As expert Yolanda Gómez points out, if you always carry your mobile with you, the Tax Agency can know your location almost in real time. The Shakira case highlighted this strict surveillance, where simply registering is not enough: you must prove that your vital and economic interests are in the chosen community.

Risks and sanctions for those who cheat

If the Tax Agency detects that the domicile change is just a maneuver to pay fewer taxes, it can demand regularization with interest and penalties. The regulation requires living more than 183 days at the new residence and justifying the center of economic and vital interests.

This makes fraud increasingly difficult to maintain, especially for the majority, although some highly mobile professionals may disguise it better.

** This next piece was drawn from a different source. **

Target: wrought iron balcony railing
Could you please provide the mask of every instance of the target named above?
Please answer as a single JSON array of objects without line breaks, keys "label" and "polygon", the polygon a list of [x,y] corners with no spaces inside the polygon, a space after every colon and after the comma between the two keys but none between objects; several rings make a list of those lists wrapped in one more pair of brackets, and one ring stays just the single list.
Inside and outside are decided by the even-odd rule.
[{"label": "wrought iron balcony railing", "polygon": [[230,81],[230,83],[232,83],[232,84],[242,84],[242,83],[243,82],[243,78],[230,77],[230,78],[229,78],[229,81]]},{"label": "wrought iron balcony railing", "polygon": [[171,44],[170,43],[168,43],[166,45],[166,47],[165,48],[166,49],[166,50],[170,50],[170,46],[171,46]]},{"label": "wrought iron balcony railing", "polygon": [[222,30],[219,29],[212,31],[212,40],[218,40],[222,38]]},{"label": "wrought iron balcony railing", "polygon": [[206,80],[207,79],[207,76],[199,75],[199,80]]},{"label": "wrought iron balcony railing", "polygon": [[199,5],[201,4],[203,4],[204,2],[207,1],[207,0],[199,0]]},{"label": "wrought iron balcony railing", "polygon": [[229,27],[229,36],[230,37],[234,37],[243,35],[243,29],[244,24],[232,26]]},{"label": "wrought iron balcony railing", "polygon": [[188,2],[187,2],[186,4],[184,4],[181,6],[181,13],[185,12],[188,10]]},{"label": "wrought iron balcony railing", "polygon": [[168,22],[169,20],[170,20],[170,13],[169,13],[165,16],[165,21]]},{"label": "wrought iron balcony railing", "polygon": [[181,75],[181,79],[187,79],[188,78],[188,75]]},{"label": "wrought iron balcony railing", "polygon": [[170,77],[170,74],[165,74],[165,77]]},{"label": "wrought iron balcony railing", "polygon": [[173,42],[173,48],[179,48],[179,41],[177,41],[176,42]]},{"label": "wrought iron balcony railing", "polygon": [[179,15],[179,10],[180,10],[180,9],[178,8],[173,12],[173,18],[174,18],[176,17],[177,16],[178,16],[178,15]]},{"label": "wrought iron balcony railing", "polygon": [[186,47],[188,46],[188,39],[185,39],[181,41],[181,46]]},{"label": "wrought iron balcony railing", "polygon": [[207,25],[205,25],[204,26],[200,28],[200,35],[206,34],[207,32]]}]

Legal steps to change tax domicile

Requirements to avoid problems with the Tax Agency

For a residence change to be valid, you must register in the new municipality, live there more than 183 days, and move your center of economic and vital interests there. It is also necessary to request the autonomous health card and file the Income Tax Return in the corresponding community.

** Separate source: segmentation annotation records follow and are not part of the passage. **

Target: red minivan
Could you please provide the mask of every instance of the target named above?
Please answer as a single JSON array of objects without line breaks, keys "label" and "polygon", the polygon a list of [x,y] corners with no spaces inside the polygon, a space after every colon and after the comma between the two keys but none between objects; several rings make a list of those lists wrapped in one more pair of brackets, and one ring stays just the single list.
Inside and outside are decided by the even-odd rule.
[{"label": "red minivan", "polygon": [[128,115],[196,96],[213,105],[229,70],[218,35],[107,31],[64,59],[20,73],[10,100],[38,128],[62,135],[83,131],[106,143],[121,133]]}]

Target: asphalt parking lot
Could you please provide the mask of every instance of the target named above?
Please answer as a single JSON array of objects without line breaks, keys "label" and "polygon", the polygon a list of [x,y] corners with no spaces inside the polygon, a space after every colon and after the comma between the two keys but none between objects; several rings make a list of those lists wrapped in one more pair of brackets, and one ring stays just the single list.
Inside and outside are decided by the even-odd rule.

Administrative procedure and communications

After registering, you must notify the Tax Agency with Form 030 within three months. These steps are essential to avoid sanctions and prove effective residence.

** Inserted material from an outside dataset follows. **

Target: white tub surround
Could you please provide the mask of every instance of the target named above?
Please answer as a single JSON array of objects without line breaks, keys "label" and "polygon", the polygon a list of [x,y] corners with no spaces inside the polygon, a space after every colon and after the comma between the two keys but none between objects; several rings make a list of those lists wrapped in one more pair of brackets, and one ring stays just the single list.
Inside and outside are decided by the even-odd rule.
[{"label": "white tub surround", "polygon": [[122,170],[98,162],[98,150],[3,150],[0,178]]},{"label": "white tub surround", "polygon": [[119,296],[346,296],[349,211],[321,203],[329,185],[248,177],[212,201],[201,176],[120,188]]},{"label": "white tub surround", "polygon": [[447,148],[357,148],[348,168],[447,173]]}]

If not complied with, you risk sanctions and having to pay tax differences with interest.

Tax Communities with high rates Communities with low or zero rates
IRPF Valencian Community, Navarre, Catalonia Other communities with lower taxes
Inheritance Some communities with high charges Andalusia, Madrid (practically zero)

The general feeling is that the tax system is more complex and restrictive than five years ago, which pushes many to seek loopholes, even if they are fictitious.

The Tax Agency’s controls are increasingly rigorous, which sets off alarms among those who think a false registration is the definitive solution.

But, as always, reality ends up imposing itself: if you don’t comply with the rules, the bill can end up costing you much more.